Tanner responded to the Government's motion with a simple, unsworn letter to the clerk of court. (Doc. 14.) Rule 56, of course, requires evidence to be sworn or offered under the penalty of perjury. Fed.R.Civ.P. Rule 56(e)(2); Nissho-Iwai Am. Corp. v. Kline, 845 F.2d 1300, 1305-06 (5th Cir. 1988);United States v. 1984 White Sonic Speedboat S/N JCL24066M84C, No. 2005-0107, 2008 U.S. Dist. LEXIS 90435, at *10 (D.V.I. Nov. 5, 2008). Even if the letter were sworn, it would fail on the merits because Tanner never provides sufficient evidence to create a genuine issue of material fact. In that letter, Tanner assails the Government for the absence of any criminal charge arising out of the seizure, noting that no cocaine was found at the time other than the residue on the FootAction card and twenty dollar bill, as if that were unimportant. Tanner also argues that no one provided consent to search the vehicle, though he fails to demonstrate standing to contest the search. In the end, Tanner denies that the money was the result of any illegal drug activity, sidesteps the issue of its source, and relies on an argument as to what he hopes to do with it: stating it was "just enough money for me to go to Barber School."
Tanner offered no proof of ownership in the vehicle and, thus, has no standing to contest its search. United States v. Rusher, 966 F.2d 868, 874 (4th Cir. 1992); see United States v. Howard, 129 F. App'x 32, 34-35 (4th Cir. 2005).

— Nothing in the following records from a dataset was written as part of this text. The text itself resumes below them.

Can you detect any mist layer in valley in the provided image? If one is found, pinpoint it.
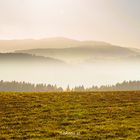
[0,38,140,87]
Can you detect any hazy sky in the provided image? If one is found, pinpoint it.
[0,0,140,48]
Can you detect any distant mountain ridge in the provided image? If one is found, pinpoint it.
[0,53,64,64]
[0,38,140,63]
[12,38,140,62]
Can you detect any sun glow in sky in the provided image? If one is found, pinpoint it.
[0,0,140,48]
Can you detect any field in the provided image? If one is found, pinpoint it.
[0,91,140,140]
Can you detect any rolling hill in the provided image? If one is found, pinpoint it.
[0,53,64,64]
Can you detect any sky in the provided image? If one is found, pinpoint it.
[0,0,140,48]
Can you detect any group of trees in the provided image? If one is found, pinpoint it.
[0,81,63,92]
[0,80,140,92]
[72,81,140,91]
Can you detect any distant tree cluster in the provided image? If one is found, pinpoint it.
[0,81,63,92]
[72,81,140,91]
[0,80,140,92]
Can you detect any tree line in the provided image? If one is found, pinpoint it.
[0,80,140,92]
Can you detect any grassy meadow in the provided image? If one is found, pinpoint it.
[0,91,140,140]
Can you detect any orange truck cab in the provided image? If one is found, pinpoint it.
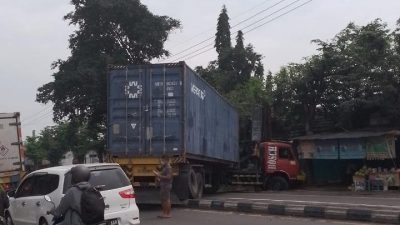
[230,141,305,191]
[260,141,304,190]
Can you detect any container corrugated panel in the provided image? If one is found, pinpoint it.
[107,62,239,162]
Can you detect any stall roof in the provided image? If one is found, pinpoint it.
[293,130,400,140]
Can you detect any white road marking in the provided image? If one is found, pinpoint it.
[183,209,375,225]
[228,198,400,210]
[223,193,400,201]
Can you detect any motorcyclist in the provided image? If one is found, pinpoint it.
[49,165,90,225]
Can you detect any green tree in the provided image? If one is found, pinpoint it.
[24,137,47,169]
[37,0,180,154]
[215,5,232,71]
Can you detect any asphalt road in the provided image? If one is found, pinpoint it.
[203,190,400,211]
[140,207,373,225]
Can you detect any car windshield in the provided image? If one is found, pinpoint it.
[63,168,131,194]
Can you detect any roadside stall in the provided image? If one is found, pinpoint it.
[294,130,400,191]
[353,135,400,191]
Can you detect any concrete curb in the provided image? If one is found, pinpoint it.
[185,200,400,224]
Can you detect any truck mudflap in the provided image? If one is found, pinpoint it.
[296,171,307,182]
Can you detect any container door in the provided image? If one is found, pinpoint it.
[108,68,148,155]
[146,65,182,155]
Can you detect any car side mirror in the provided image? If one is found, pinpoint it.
[44,195,53,202]
[7,190,16,197]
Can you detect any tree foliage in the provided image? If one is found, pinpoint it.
[215,5,232,70]
[195,6,270,146]
[273,19,400,136]
[37,0,180,155]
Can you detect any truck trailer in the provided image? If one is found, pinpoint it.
[107,62,299,202]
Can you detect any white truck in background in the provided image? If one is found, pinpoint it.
[0,112,25,190]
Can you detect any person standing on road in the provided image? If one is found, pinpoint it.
[154,155,173,218]
[49,165,90,225]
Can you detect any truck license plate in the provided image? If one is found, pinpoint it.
[106,219,118,225]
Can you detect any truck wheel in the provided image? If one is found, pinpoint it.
[189,169,199,199]
[196,173,204,198]
[268,176,289,191]
[204,173,221,194]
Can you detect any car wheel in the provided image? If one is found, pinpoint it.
[5,213,14,225]
[39,218,49,225]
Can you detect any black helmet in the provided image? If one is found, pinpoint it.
[71,165,90,184]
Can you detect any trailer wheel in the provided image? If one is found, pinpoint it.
[204,172,221,194]
[189,169,199,199]
[196,173,204,198]
[268,176,289,191]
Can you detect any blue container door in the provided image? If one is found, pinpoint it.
[108,69,146,155]
[146,65,183,155]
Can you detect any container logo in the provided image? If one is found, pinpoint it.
[125,81,143,99]
[191,84,206,100]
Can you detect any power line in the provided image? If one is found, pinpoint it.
[167,0,301,61]
[244,0,313,34]
[232,0,287,28]
[22,112,53,126]
[161,0,290,62]
[174,0,313,60]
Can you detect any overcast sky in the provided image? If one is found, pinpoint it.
[0,0,400,140]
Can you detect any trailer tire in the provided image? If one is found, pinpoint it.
[188,169,199,199]
[268,176,289,191]
[204,172,221,194]
[196,173,204,198]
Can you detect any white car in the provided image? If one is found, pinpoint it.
[5,163,140,225]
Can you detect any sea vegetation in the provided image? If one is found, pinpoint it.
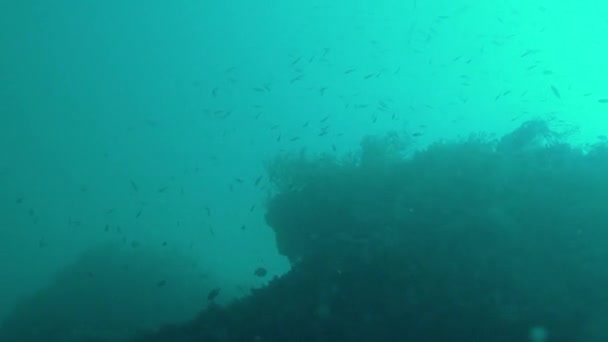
[138,120,608,342]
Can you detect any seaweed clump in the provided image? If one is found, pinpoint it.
[139,121,608,342]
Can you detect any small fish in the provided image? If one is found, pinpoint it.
[207,287,221,301]
[551,86,562,99]
[289,75,304,84]
[253,267,268,278]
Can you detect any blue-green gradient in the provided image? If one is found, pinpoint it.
[0,0,608,328]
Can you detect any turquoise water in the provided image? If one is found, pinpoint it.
[0,0,608,340]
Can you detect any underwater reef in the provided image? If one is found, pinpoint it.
[3,121,608,342]
[135,121,608,342]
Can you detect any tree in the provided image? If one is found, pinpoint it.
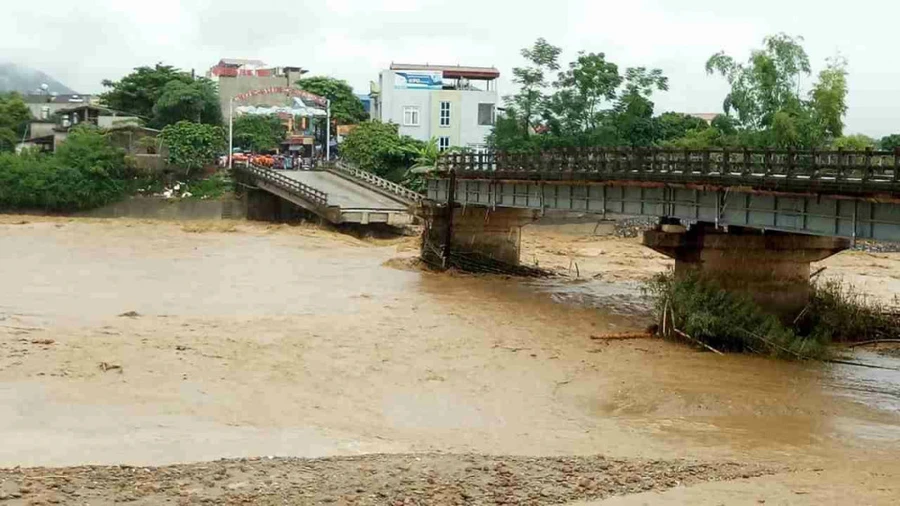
[831,134,875,151]
[654,112,710,142]
[508,37,562,138]
[295,76,369,125]
[100,63,192,119]
[0,125,128,211]
[706,34,811,128]
[0,92,31,152]
[341,121,422,179]
[151,78,222,127]
[234,114,287,153]
[809,57,847,138]
[614,67,669,147]
[706,34,847,148]
[550,51,622,134]
[159,121,226,175]
[878,134,900,151]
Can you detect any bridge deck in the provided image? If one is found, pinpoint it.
[279,170,408,211]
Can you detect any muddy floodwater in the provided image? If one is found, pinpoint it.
[0,217,900,504]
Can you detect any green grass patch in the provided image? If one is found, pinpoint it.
[645,272,900,360]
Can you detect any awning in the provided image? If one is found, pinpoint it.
[235,97,328,118]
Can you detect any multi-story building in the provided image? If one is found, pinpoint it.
[371,63,500,152]
[206,58,307,123]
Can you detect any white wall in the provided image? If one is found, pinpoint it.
[460,91,499,147]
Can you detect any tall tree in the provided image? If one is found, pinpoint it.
[614,67,669,146]
[549,51,622,133]
[151,78,222,128]
[509,37,562,137]
[295,76,368,125]
[878,134,900,151]
[0,92,31,152]
[706,34,811,128]
[159,121,227,176]
[234,114,287,153]
[706,34,847,148]
[341,121,422,180]
[100,63,192,119]
[809,57,847,138]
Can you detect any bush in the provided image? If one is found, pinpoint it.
[799,280,900,343]
[0,127,127,211]
[647,273,829,359]
[645,273,900,359]
[341,121,423,181]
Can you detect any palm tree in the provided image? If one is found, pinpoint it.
[402,137,441,192]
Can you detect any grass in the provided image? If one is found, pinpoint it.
[645,272,900,360]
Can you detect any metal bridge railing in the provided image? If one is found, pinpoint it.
[234,164,328,207]
[437,148,900,193]
[329,162,425,203]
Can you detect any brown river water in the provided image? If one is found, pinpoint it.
[0,216,900,504]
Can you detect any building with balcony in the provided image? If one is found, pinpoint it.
[206,58,307,124]
[370,63,500,152]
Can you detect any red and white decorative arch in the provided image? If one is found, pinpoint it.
[231,86,328,107]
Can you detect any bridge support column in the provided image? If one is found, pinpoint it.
[422,206,535,265]
[644,223,850,321]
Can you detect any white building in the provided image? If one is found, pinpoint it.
[371,63,500,152]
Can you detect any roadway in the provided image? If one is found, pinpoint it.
[279,170,408,211]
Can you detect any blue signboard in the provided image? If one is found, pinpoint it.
[394,70,444,90]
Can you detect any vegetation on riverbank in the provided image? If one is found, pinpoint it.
[645,272,900,360]
[0,127,130,212]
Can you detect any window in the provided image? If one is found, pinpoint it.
[403,107,419,126]
[478,104,495,126]
[441,102,450,127]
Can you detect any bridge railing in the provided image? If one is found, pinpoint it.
[437,148,900,191]
[233,164,328,206]
[328,161,425,203]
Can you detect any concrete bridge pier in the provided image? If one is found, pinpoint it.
[422,206,537,265]
[643,223,850,321]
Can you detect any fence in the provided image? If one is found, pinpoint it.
[438,148,900,193]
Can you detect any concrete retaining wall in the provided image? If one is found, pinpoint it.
[75,197,247,220]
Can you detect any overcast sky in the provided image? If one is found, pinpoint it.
[0,0,900,136]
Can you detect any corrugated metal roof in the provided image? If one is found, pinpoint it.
[22,94,91,105]
[391,63,500,78]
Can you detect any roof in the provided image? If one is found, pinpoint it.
[391,63,500,79]
[219,58,266,67]
[688,112,719,123]
[22,94,91,104]
[56,102,116,114]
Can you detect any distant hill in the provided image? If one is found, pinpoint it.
[0,63,75,95]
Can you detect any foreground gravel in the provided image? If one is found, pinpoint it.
[0,454,773,506]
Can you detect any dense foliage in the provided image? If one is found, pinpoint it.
[234,114,287,153]
[100,63,222,128]
[341,121,422,181]
[159,121,226,175]
[488,39,668,152]
[296,76,369,125]
[646,272,900,359]
[0,93,31,153]
[488,34,864,152]
[152,78,222,126]
[0,127,128,211]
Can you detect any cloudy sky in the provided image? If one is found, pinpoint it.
[0,0,900,136]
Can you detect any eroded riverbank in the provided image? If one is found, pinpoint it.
[0,217,900,504]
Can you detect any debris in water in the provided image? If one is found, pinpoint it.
[100,362,123,374]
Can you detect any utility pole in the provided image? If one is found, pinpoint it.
[228,97,234,169]
[325,98,331,163]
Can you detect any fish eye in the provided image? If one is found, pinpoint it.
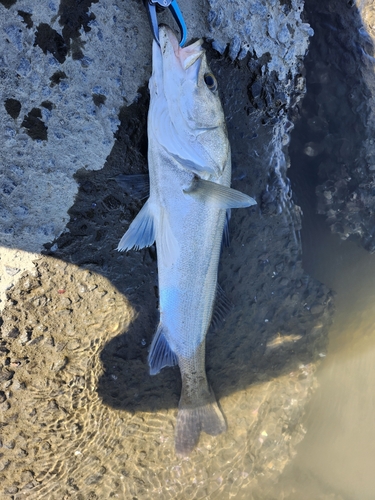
[204,73,217,92]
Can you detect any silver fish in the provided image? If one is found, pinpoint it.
[118,26,256,455]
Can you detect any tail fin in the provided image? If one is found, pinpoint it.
[175,401,227,456]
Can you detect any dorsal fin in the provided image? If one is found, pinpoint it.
[117,200,156,252]
[184,176,256,210]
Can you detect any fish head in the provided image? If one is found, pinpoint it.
[149,25,230,178]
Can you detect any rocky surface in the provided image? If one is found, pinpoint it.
[296,1,375,253]
[0,0,344,499]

Tanner's responses to the Government's discovery requests fare no better. Importantly, there is no evidence that Tanner ever verified his responses. In addition, the responses provide no evidence that the defendant currency resulted from legitimate activities other than containing a denial that it was related to illegal drug activity. At this stage, Tanner cannot rely on his bald-faced and unsupported denials. Fed.R.Civ.P. 56(e)(2); Liu v. T H Mach., Inc., 191 F.3d 790, 795, 797 (7th Cir. 1999). Nor can he rely on vague statements that the proceeds were from "several employers" without listing any evidence to support such a claim. Fed.R.Civ.P. 56(e)(2); Quiroga v. Hasbro, Inc., 934 F.2d 497, 500 (3d Cir. 1991). The court therefore finds that Tanner has failed to provide any evidence to rebut the Government's showing and to create a genuine issue of material fact as to the source of the defendant currency.
III. CONCLUSION
For the foregoing reasons, the Government's motion for summary judgment (Doc. 11) is GRANTED.